News Q’s | U.C.L.A. Gymnast Slips In Hip-Hop Moves, and the Online Crowd Goes Wild

News Q’s

Read the article and answer the questions about it below.

The following lesson activities are based on the article “U.C.L.A. Gymnast Slips In Hip-Hop Moves, and the Online Crowd Goes Wild.”


Before Reading

Watch the video above, which has been shared more than 400,000 times on Facebook. Why do you think it was so popular?


After Reading

Read the entire article and answer the questions, supporting your responses by citing evidence from the text.

1. What hip-hop dance steps did Sophina DeJesus add to her floor routine?

2. What question does her score raise?

3. Why are we not likely to see moves like these at the Olympic Games in Rio de Janeiro this summer?

4. Do you think adding moves like this to traditional routines is good for the sport of gymnastics in general? Why or why not?


Going Further

This piece was suggested by one of our Student Council members, Sabrina Conte. She writes:

According to the article, “DeJesus’s score for Saturday’s routine, a 9.925, tied for third on her team at the meet, trailing two excellent — if less popular online — performances and raising the question of how much colorful moves help or hinder scoring from traditional judges.”

Do you think that athletes should be rewarded for innovation, or do you think that their scores should depend on how well they execute traditional routines? Can innovation revolutionize a sport? How might it affect a sport’s traditional rules?

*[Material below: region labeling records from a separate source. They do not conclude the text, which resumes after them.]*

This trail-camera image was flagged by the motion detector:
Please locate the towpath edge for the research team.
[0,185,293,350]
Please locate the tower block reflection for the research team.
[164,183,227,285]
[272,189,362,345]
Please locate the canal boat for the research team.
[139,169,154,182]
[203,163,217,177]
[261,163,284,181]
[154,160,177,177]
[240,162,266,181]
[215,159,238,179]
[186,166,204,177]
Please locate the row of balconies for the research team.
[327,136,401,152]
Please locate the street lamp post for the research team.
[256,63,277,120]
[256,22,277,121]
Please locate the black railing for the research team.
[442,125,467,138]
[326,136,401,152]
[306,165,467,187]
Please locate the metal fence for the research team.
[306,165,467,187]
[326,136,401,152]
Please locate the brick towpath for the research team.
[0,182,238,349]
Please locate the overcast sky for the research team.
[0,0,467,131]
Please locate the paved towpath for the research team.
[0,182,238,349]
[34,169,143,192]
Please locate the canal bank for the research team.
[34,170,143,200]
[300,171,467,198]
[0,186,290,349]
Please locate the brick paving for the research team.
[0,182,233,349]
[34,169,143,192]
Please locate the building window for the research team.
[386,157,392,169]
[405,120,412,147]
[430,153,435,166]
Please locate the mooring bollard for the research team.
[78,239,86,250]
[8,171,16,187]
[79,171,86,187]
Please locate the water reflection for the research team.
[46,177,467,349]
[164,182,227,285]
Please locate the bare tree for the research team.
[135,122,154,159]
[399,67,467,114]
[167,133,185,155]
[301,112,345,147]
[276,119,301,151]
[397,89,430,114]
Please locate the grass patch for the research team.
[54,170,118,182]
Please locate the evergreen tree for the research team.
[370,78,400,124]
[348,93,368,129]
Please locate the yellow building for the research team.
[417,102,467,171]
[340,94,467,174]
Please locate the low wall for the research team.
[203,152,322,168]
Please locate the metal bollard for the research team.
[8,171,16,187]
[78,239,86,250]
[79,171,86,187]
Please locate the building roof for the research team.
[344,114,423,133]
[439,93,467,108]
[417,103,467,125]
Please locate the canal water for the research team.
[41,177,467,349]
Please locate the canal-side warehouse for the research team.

Athletes like football players often celebrate wins using popular dance moves, to the delight of their fans. However, they can get penalized for “excessive celebration.” Why do you think that people get excited by seeing athletes perform their favorite dance moves? Why do others criticize this celebration?

An NPR piece about the video noted the fact that the dance moves performed in this routine “are strongly rooted in blackness” and the author, Leah Donnella, believes that the routine “doesn’t show an athlete dominating at a traditionally white sport despite her race. It was an athlete celebrating her race in the context of a traditionally white sport. In under two minutes, DeJesus — blue hair, hip-hop beats and all — showed that black bodies and black culture belong in gymnastics.”

Do you agree? Why or why not? How do you think an athlete’s race affects the perception of them in their sport?